With the summer comes the end of most of my regular shows (until January! urrrrrgh). And so it's time to pull out some of the stuff I've had laying around for a while - such as the old Tom Baker Doctor Who episodes! Having just finished his first season's worth of shows, here's a quicky review....

"Robot" - Fun for the introduction of the new Fourth Doctor, not so good otherwise. As is often the case for this bare-budget show, the vision of the writers exceeds the ability to execute well on screen. The titular opponent here is a rather clunky collection of bits initially, and sadly the script decides to have it inexplicably grow to huge proportions, resulting in the usual bad blue-screening effect. The plotline is a fairly generic "superior scientists decide to become munificent dictators" story, with a dash of "robot develops human feelings" thrown in. Nothing particularly special.

This one's mainly good for seeing Tom Baker immediately jump into the role of the Doctor, hitting the ground running. Sladen's Sarah Jane meshes well with the new lead, and of course almost any time with the Brigadier is going to be good. But otherwise, not much of a story. Two stars.

"The Ark In Space" - I kind of like this one. It's got a lot of typical elements - Sarah stumbling her way into rescue situations, the suspicious commander, alien mental takeovers, noble sacrifices. There's not really much new here, but it's just a pretty basic, competent story. So it gets a basic rating of three stars.

"The Sontaran Experiment" - Filler. Just a two-parter, this one is mostly interesting for being set completely on location - and a location that isn't that same quarry they used for everything back then (like in the very next storyline, for example). However, the storyline mostly consists of people falling into rocky pits and climbing back out, and scenes of prisoners being tortured as scientific experiments. Unfortunately, the script has an entire galactic invasion waiting on the Sontaran to finish running an experiment to see how much weight a pair of humans can hold up - and then when the experiment is halted, the invasion is called off! Uh, what?

Despite a few good moments (like the fear experiment on Sarah Jane), and the different setting, this one really doesn't have much going for it. It is what it is - filler. Two stars.

"Genesis Of The Daleks" - Ah, but this one on the other hand....yeah, it's good. A definite grim atmosphere, from the battlefield scenes at the very start to the Nazi-invoking Kaled uniforms to the destruction of the Thal dome to the mutants - this one isn't particularly jolly, despite Baker's already perfected mugging. Yeah, there's a few strange moments, such as the giant clam attack (?), and some of the cliffhangers don't make much sense (in particular, Sarah falls off a scaffolding at the end of one episode, only to land on a platform just below at the start of the next one).

There's a great introduction to Davros, the Dalek creator here - sometimes a coldly calculating villian, others a shrieking personification of his Dalek creations. The weak point here, as usually was with the early stories, is the Daleks themselves - I never found them overly scary in their early clunky form. This was fixed in later stories, where they get the ability to hover around and move with some speed. And to be fair, the Daleks don't actually do a lot of the work here - it's mostly Davros and his thugs that do the damage.

I really can't give this one less than five stars - there's a bit of padding here and there, but this is about as good as Doctor Who got at this point in its life.

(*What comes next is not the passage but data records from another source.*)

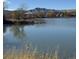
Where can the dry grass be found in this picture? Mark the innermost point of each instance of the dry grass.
(30, 53)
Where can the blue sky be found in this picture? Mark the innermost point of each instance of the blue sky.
(50, 4)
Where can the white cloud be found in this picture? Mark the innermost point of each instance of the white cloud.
(7, 1)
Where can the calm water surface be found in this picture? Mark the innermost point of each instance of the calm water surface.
(54, 33)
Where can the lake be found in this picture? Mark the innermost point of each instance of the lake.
(55, 34)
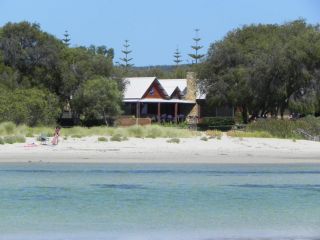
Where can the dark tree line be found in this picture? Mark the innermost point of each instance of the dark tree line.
(265, 69)
(36, 64)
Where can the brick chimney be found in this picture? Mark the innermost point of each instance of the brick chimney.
(191, 93)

"Revenge Of The Cybermen" - Back to the set of "The Ark In Space", but this time dealing with an approaching asteroid of gold - a threat to the gold-fearing Cybermen. Only - well, I don't remember anyone actually successfully using gold as a weapon here. The Doctor and Harry try, but they don't end up having any success. This story tries a bit too much with traitors on the various sides - I'm not really that much into watching the political situation on an underground asteroid. Suffice it to say that no one's master plan here was really thought through very well.

I do like the Doctor's response to learning that Harry had caused a cave-in and almost detonated a bomb, though - "Harry Sullivan is an idiot!" Cybermats - not so much. This one gets three stars also for a few good moments.